What prompted the protests in Wisconsin and other states, in terms of percentage cuts, and especially the cuts being debated at USA federal level, would make the 'PIIGS' nations thank their lucky stars they got off so easy.
For example, the Republicans in the house are talking about $50 billion a year in cuts. Even the slash and burn anti-statists such as Rand Paul talk about $500 billion year in cuts, and 90% of the USA thinks he is a madman.
Well, to equal, percentage wise, what Greece and Ireland are, at the end of the day,going to have carved out, at banker gunpoint, the USA is looking at cutting between $1 TRILLION, and $1.3 TRILLION a year.
If any of the EU resists, the banksters simply attack their sovereign bond markets, forcing yields up, and making it so expensive to borrow any money, they will collapse if they don't submit to the banker's yoke.
Here is a perfect example of this:
"Irish 10 Year Bonds Take Out Stops, Yield Surges Past 10% For First Time In History"
http://www.zerohedge.com/article/irish-10-year-bonds-take-out-stops-yield-surges-past-10-first-time-history---------------------------------------------------------------------------------------------------------------------------------------------
THIS is what is coming to the USA, unless you smash the current central-bank run global monetary system, as you are the biggest debtor nation in the history of the world.
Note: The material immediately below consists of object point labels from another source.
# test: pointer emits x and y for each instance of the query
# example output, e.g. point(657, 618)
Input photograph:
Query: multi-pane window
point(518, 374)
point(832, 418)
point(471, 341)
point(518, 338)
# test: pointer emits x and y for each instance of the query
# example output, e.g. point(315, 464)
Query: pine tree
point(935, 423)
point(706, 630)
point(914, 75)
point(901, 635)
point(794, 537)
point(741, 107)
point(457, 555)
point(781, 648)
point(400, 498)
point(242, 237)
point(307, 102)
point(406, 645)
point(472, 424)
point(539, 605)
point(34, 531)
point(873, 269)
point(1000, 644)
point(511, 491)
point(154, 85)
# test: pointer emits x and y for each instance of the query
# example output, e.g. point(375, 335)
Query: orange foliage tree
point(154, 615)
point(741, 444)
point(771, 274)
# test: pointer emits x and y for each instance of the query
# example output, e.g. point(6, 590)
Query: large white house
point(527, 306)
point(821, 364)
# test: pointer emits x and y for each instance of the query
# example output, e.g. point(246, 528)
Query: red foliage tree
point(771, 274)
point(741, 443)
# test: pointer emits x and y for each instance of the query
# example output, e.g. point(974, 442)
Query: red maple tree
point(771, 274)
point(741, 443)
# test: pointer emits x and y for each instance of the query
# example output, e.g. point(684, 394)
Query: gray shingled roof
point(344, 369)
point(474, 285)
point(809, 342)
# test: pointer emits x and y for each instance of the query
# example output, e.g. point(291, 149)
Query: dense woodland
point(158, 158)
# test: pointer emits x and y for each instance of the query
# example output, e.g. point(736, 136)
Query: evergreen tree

As soon as a viable alternative to the daily US treasury bond market emerges, (the only thing keeping the US dollar as reserve currency, as this market can handle at least $1 trillion dollars US a day in liquidity transactions), the banks will start a run on selling US treasuries, China, and Japan are already selling, and the yields will explode. The US Federal Reserve, which has already debased your dollar so much, will have to raise rates to such levels that the economy collapses (remember, between borrowing and debt service, you spend $1 to 2 trillion a year (try $2 or 3 trillion a year with a 9 or 11% basis point discount rate), just like the PIIGS, but played out on a grand, global, volatile chessboard of empiric proportions.